Proving that $\frac{1}{\sqrt{1}}+\frac{1}{\sqrt{2}}+\dots+\frac{1}{\sqrt{100}}<20$

How do I prove that:

$$\frac{1}{\sqrt{1}}+\frac{1}{\sqrt{2}}+\dots+\frac{1}{\sqrt{100}}<20$$

Do I use induction?

Solutions Collecting From Web of "Proving that $\frac{1}{\sqrt{1}}+\frac{1}{\sqrt{2}}+\dots+\frac{1}{\sqrt{100}}<20$"

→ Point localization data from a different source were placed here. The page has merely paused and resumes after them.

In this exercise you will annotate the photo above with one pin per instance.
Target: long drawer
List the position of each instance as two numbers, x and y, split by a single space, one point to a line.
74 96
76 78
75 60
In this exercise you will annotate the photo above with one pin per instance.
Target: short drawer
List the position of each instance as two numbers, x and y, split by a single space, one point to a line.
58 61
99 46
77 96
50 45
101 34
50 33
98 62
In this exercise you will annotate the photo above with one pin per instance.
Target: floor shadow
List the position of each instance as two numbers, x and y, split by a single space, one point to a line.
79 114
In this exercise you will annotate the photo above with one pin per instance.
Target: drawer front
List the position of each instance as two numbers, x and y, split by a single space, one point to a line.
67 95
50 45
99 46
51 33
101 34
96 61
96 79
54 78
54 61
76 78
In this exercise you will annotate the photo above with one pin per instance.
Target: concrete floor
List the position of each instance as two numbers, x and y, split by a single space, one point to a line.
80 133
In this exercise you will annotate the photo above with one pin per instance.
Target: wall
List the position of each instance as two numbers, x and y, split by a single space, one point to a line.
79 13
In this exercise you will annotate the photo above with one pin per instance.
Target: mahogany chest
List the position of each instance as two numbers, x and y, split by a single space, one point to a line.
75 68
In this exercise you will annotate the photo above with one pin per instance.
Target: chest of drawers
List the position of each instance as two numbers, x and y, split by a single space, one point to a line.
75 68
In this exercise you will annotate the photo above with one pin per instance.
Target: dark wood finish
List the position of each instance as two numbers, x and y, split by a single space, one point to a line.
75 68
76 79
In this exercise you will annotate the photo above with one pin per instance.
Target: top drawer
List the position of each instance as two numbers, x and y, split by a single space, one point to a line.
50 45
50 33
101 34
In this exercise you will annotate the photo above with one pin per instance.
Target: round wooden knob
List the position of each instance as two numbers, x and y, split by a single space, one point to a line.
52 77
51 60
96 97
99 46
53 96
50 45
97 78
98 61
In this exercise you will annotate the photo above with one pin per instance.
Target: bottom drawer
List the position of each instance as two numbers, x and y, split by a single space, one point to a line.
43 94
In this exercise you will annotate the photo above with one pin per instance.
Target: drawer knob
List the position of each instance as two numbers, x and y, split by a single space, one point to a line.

Prove the following claim using induction on $n$:
$$\sum_{k=1}^n \dfrac1{\sqrt{k}} < 2 \sqrt{n}$$

In the induction, you will essentially need to show that
$$2\sqrt{n} +\dfrac1{\sqrt{n+1}} < 2 \sqrt{n+1} \tag{$\star$}$$

To prove $(\star)$, note that
$$\sqrt{n} < \sqrt{n+1} \implies \sqrt{n} + \sqrt{n+1} <2 \sqrt{n+1} \implies \dfrac1{\sqrt{n+1}} < \dfrac2{\sqrt{n} + \sqrt{n+1}}$$
Multiplying and divding the right hand side by $(\sqrt{n+1} – \sqrt{n})$, we get
$$\dfrac1{\sqrt{n+1}} < \dfrac2{\sqrt{n} + \sqrt{n+1}}\cdot \dfrac{\sqrt{n+1} – \sqrt{n}}{\sqrt{n+1} – \sqrt{n}} = 2({\sqrt{n+1} – \sqrt{n}})$$
which gives us $(\star)$.

You can use integral:

$$\frac { 1 }{ \sqrt { 1 } } +\frac { 1 }{ \sqrt { 2 } } +\dots +\frac { 1 }{ \sqrt { 100 } } <\int _{ 0 }^{ 100 }{ \frac { 1 }{ \sqrt { x } } } dx=20$$

You can imagine approximating the integral with rectangles of side $\frac { 1 }{ \sqrt { n } }$ and $1$, will give less area than the integral because of the behaviour of the curve.